Satu Vänskä (born 1979) is a Finnish Australian violinist.

==Early life==
Vänskä was born to a Finnish family in the Kinki region of Japan, where she took her first violin lessons at the age of three. Her family moved back to Finland in 1989 and she continued her studies with Pertti Sutinen at the Lahti Conservatorium and the Sibelius Academy. At the age of 11 Vänskä was selected for the Kuhmo Violin School in Finland, a special institution for talented young violinists where she attended master classes with Ilya Grubert, Zinaida Gilels and Pavel Vernikov and had the opportunity to perform at the Kuhmo Chamber Music Festival with the Kuhmo Virtuosi Chamber Orchestra.

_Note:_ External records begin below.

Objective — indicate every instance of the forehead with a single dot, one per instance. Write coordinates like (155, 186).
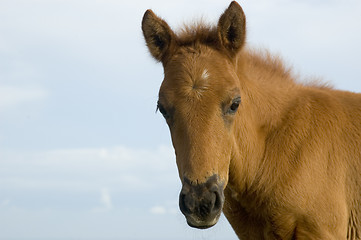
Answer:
(197, 69)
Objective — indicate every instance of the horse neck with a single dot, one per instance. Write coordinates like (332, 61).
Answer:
(268, 90)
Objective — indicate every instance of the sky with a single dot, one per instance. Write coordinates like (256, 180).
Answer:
(83, 154)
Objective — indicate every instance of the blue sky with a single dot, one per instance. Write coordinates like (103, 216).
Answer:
(82, 153)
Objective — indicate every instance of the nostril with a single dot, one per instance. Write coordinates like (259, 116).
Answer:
(186, 204)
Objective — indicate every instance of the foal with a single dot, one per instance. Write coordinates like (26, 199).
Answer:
(281, 159)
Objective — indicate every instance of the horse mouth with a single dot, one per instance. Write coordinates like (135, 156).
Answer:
(195, 223)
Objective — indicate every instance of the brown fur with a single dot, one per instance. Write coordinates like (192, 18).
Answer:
(290, 157)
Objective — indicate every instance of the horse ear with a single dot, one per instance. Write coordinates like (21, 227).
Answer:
(157, 34)
(232, 28)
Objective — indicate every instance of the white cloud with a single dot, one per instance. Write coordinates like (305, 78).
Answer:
(158, 210)
(121, 168)
(169, 207)
(105, 201)
(11, 96)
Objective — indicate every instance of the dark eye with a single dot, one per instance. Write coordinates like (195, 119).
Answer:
(162, 110)
(234, 106)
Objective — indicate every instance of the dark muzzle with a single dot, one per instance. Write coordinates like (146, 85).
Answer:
(202, 203)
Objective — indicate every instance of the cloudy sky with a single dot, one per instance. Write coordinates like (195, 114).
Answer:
(82, 153)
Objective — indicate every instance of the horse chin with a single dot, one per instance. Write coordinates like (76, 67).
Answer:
(202, 224)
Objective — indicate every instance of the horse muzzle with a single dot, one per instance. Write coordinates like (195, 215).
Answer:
(202, 203)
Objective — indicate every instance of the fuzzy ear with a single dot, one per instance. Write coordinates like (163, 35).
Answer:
(157, 34)
(232, 28)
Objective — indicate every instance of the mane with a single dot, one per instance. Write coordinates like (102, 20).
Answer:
(198, 33)
(272, 65)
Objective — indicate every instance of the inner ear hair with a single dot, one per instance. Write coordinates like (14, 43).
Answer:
(232, 28)
(157, 34)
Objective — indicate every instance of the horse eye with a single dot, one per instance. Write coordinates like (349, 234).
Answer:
(162, 111)
(234, 106)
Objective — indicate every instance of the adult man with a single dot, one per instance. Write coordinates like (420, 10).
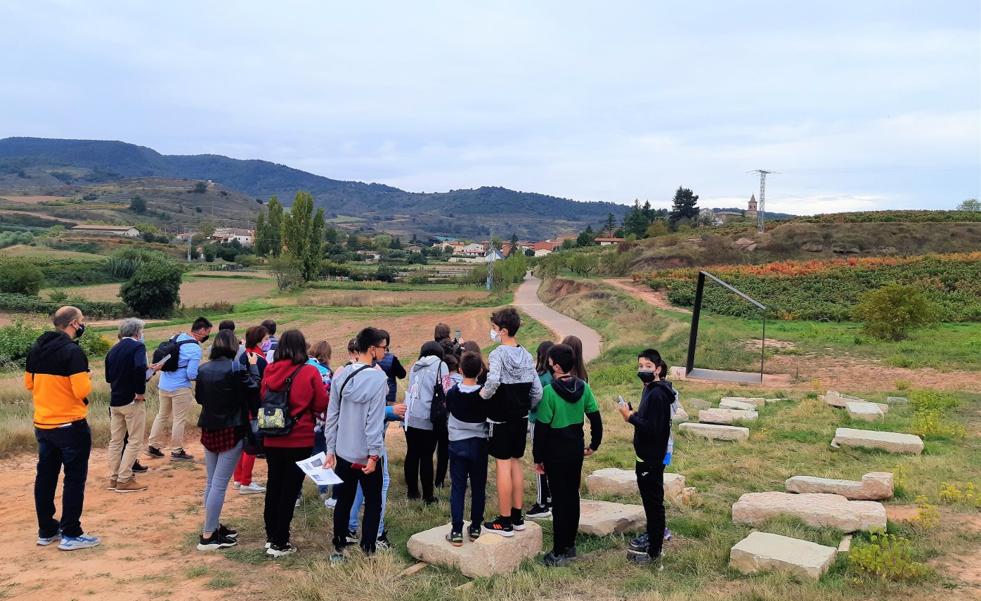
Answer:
(57, 374)
(176, 399)
(126, 371)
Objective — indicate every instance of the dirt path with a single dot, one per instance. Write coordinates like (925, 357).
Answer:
(644, 293)
(526, 298)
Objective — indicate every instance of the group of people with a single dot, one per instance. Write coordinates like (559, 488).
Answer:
(279, 398)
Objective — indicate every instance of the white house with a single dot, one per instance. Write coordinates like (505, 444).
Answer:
(127, 231)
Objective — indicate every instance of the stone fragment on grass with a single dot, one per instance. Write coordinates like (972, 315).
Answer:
(715, 432)
(762, 551)
(814, 509)
(893, 442)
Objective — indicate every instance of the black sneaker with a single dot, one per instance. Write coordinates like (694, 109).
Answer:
(227, 532)
(640, 543)
(500, 525)
(215, 541)
(180, 455)
(455, 538)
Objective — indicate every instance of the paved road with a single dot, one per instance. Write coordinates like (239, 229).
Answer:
(526, 298)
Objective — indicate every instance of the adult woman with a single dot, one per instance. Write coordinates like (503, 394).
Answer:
(227, 394)
(290, 372)
(255, 338)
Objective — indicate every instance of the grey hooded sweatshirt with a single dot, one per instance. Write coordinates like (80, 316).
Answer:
(356, 423)
(419, 398)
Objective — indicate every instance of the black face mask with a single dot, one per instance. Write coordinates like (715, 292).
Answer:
(646, 376)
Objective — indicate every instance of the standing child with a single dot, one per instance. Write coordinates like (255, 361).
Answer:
(559, 447)
(652, 429)
(467, 425)
(514, 389)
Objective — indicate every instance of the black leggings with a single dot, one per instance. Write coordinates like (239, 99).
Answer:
(420, 445)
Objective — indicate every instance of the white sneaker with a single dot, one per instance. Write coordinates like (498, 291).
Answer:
(251, 489)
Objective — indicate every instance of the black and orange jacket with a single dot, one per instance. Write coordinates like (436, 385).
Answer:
(57, 374)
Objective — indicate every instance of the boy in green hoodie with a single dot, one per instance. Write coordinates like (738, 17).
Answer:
(559, 447)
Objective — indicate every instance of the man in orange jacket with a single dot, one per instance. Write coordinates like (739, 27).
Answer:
(57, 374)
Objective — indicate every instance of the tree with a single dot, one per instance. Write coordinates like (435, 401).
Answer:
(893, 310)
(154, 290)
(684, 206)
(137, 204)
(303, 235)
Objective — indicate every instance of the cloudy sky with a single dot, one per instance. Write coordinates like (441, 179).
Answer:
(857, 104)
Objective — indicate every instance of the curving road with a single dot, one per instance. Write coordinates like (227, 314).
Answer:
(526, 298)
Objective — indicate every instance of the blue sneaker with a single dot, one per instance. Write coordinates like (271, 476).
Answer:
(44, 541)
(74, 543)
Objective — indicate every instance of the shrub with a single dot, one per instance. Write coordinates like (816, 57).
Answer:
(154, 290)
(892, 311)
(20, 277)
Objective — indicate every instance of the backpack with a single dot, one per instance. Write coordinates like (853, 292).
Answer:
(173, 348)
(438, 413)
(274, 409)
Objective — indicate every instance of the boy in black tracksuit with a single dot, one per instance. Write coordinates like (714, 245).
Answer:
(652, 428)
(559, 447)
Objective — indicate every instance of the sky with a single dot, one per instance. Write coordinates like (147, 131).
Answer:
(856, 105)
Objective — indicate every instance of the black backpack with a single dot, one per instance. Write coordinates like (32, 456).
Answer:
(173, 348)
(274, 409)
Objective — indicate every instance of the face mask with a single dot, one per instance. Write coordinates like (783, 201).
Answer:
(646, 376)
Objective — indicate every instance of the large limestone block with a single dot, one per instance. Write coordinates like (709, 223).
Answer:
(725, 416)
(600, 518)
(875, 486)
(868, 412)
(489, 555)
(814, 509)
(728, 403)
(756, 402)
(715, 432)
(893, 442)
(761, 551)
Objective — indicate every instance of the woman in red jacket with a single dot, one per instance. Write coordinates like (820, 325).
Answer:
(307, 397)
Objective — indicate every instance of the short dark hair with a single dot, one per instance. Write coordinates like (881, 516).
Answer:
(270, 326)
(254, 335)
(292, 346)
(471, 364)
(368, 338)
(225, 345)
(431, 348)
(563, 356)
(507, 319)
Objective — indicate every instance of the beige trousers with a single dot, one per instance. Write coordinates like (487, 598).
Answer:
(175, 404)
(131, 420)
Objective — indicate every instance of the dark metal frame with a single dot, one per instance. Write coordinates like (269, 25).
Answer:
(696, 311)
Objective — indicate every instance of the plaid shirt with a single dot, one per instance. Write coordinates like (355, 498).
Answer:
(218, 441)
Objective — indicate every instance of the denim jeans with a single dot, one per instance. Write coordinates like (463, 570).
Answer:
(69, 447)
(468, 459)
(359, 499)
(219, 467)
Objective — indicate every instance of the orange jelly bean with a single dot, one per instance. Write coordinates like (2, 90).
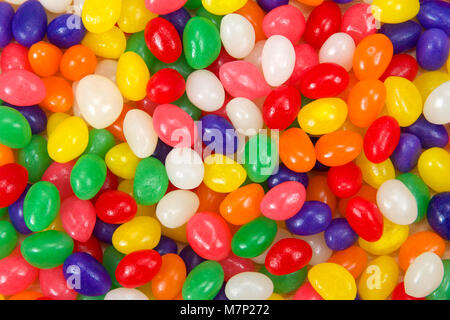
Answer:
(297, 151)
(354, 259)
(44, 58)
(338, 148)
(417, 244)
(372, 56)
(242, 205)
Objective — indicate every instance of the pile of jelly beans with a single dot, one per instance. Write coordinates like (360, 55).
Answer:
(228, 150)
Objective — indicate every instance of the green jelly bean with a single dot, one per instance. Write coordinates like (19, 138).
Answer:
(419, 190)
(47, 249)
(286, 283)
(260, 157)
(15, 131)
(201, 42)
(88, 176)
(41, 205)
(34, 157)
(8, 238)
(443, 291)
(111, 259)
(100, 141)
(150, 181)
(203, 282)
(253, 238)
(136, 43)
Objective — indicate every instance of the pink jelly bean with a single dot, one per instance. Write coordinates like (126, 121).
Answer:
(283, 201)
(78, 218)
(21, 88)
(358, 22)
(285, 20)
(54, 285)
(16, 274)
(243, 79)
(174, 126)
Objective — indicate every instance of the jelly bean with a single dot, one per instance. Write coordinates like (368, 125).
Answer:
(337, 154)
(29, 23)
(151, 181)
(434, 167)
(86, 275)
(332, 282)
(204, 282)
(16, 274)
(66, 31)
(433, 42)
(372, 56)
(403, 100)
(379, 279)
(99, 100)
(354, 259)
(21, 88)
(278, 60)
(434, 109)
(424, 275)
(322, 116)
(47, 249)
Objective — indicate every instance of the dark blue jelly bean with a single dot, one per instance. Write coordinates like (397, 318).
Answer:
(6, 17)
(404, 36)
(339, 235)
(313, 217)
(284, 174)
(29, 23)
(438, 214)
(432, 49)
(435, 14)
(16, 213)
(407, 153)
(86, 275)
(66, 30)
(218, 134)
(431, 135)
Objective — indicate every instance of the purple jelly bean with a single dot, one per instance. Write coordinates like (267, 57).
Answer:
(284, 174)
(314, 217)
(339, 235)
(6, 17)
(431, 135)
(407, 153)
(29, 23)
(432, 49)
(435, 14)
(404, 36)
(86, 275)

In her teens Vänskä studied violin at Hochschule für Musik in Munich, Germany. This led to her performances with the Munich Philharmonic, the Bavarian Radio Symphony Orchestra, at the Tuusulanjärvi Festival, and at Festivo Aschau. From 1997 Vänskä was a pupil of Ana Chumachenco at the Hochschule für Musik in Munich where she finished her diploma in 2001.

Vänskä has received high acclaim for her violin excellence, most notably the Young Soloist of the Year (1998) award by Sinfonia Lahti.

==Career==

Vänskä is Principal Violin of the Australian Chamber Orchestra. She has performed as lead violin and soloist with the ACO and performs on the 1726 'Belgiorno' Stradivarius violin on loan from Guido and Michelle Belgiorno-Nettis.

Vänskä performed as orchestra leader and soloist in the 2018 London production of Barry Humphries’ Weimar Cabaret with the Aurora Orchestra at the Barbican Centre. She has appeared as soloist with the Tasmanian Symphony Orchestra and Arctic Chamber Orchestra and in recital at the Sydney Opera House and the Melbourne Recital Centre, opening their Great Performers Series in 2019.

==ACO Underground==
Vänskä is the director, frontwoman, violinist and vocalist of the Australian Chamber Orchestra’s electronic spin-off band, ‘ACO Underground’. With ACO Underground, Vänska has performed collaborations with artists that include Midnight Oil's Jim Moginie, Violent Femmes’ Brian Ritchie, Jonny Greenwood, Meow Meow and producer Paul Beard in venues including New York's Le Poisson Rouge and Sydney's Oxford Art Factory, and at Slovenia's Maribor Festival.

In 2022, Vänska established ACO Underground: Satu in the Beyond.

==Personal life==
Vänskä is married to violinist and artistic director of the Australian Chamber Orchestra, Richard Tognetti.